Front Neurosci. 2014 Feb 21;8:30. doi: 10.3389/fnins.2014.00030. eCollection 2014.
10
Psychopathy-related traits and the use of reward and social information: a computational approach.与精神病态相关的特质与奖励和社会信息的利用:一种计算方法。
Front Psychol. 2013 Dec 19;4:952. doi: 10.3389/fpsyg.2013.00952. eCollection 2013.
Curr Opin Neurobiol. 2009 Feb;19(1):75-83. doi: 10.1016/j.conb.2009.02.005. Epub 2009 Apr 5.
4
Trial-by-trial fluctuations in the event-related electroencephalogram reflect dynamic changes in the degree of surprise.事件相关脑电图的逐次试验波动反映了惊讶程度的动态变化。
J Neurosci. 2008 Nov 19;28(47):12539-45. doi: 10.1523/JNEUROSCI.2925-08.2008.
5
Associative learning of social value.社会价值的联想学习
Nature. 2008 Nov 13;456(7219):245-9. doi: 10.1038/nature07538.
6
Neuroimaging of cognition: past, present, and future.认知神经影像学:过去、现在与未来。
Neuron. 2008 Nov 6;60(3):496-502. doi: 10.1016/j.neuron.2008.10.038.
7
Striatum and pre-SMA facilitate decision-making under time pressure.纹状体和前辅助运动区在时间压力下促进决策制定。
Proc Natl Acad Sci U S A. 2008 Nov 11;105(45):17538-42. doi: 10.1073/pnas.0805903105. Epub 2008 Nov 3.
8
A dual role for prediction error in associative learning.预测误差在联想学习中的双重作用。

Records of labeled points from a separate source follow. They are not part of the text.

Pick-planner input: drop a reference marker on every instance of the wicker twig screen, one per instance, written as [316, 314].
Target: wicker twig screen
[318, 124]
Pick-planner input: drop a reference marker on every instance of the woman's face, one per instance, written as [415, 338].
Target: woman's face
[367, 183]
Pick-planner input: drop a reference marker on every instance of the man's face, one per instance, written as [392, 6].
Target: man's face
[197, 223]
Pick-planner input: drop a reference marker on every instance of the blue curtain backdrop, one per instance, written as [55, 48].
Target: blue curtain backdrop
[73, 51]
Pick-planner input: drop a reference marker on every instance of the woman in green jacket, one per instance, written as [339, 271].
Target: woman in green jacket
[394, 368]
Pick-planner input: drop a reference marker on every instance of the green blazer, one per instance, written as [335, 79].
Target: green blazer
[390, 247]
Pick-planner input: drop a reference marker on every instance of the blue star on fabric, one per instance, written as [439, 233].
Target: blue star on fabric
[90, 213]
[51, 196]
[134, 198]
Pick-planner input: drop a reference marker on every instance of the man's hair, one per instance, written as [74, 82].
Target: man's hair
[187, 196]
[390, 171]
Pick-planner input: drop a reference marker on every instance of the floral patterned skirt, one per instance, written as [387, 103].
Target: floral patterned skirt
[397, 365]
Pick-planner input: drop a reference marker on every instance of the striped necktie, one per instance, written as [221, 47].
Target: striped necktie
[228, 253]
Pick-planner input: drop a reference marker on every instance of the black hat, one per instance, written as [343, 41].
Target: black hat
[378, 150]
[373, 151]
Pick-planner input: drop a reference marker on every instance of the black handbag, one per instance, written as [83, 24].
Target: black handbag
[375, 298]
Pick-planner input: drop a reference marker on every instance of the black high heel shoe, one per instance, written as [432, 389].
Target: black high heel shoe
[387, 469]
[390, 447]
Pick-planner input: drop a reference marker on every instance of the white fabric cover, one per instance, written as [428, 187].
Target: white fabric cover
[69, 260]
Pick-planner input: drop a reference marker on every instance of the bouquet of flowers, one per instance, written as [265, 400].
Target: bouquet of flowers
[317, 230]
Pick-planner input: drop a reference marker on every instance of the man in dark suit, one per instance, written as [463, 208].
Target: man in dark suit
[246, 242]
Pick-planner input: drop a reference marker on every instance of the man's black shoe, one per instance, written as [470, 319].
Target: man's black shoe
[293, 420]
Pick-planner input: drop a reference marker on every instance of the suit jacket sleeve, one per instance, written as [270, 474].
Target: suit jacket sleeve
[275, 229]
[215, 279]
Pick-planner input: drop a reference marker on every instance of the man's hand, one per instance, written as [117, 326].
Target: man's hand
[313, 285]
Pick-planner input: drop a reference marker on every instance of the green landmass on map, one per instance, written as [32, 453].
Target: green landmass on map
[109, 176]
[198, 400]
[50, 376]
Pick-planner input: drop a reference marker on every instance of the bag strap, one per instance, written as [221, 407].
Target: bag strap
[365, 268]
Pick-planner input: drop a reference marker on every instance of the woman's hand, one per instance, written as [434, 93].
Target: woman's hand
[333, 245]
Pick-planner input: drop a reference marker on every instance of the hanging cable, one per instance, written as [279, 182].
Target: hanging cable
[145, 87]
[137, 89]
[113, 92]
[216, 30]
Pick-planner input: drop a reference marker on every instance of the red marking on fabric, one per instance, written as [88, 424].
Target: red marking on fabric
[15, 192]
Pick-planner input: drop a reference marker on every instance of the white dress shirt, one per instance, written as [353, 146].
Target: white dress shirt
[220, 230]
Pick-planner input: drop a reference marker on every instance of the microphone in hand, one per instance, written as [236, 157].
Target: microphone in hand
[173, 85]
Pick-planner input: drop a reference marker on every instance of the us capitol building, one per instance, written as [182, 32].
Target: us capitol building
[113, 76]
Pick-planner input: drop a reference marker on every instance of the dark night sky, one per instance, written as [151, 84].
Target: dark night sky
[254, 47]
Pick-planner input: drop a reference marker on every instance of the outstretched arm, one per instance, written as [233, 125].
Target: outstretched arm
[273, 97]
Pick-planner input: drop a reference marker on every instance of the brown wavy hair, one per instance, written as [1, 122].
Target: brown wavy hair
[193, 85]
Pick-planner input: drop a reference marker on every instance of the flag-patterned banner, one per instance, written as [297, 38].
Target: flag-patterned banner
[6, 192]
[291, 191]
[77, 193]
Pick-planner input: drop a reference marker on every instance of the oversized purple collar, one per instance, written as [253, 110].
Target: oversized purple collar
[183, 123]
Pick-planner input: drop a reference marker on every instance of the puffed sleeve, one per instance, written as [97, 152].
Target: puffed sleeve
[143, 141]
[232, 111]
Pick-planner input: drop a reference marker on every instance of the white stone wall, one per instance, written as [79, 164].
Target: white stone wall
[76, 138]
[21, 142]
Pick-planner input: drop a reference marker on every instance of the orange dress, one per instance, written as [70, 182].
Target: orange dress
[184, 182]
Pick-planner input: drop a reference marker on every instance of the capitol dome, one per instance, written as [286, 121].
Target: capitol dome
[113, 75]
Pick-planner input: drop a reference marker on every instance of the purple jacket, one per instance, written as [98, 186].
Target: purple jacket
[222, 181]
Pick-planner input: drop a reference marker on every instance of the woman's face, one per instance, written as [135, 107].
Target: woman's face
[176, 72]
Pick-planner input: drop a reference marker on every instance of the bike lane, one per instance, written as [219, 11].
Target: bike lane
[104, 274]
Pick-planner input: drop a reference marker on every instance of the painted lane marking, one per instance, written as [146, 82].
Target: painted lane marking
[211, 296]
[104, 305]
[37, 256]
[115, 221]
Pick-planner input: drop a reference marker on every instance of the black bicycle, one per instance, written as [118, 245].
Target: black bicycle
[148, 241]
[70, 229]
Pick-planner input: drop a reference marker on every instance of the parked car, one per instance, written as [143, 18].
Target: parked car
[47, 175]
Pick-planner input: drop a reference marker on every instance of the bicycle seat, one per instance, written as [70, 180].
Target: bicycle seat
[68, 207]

Cereb Cortex. 2009 May;19(5):1175-85. doi: 10.1093/cercor/bhn161. Epub 2008 Sep 26.
9
Neurocomputational mechanisms of reinforcement-guided learning in humans: a review.人类强化引导学习的神经计算机制:综述
Cogn Affect Behav Neurosci. 2008 Jun;8(2):113-25. doi: 10.3758/cabn.8.2.113.
10
Influence of uncertainty and surprise on human corticospinal excitability during preparation for action.行动准备过程中不确定性和意外对人类皮质脊髓兴奋性的影响。
Curr Biol. 2008 May 20;18(10):775-780. doi: 10.1016/j.cub.2008.04.051.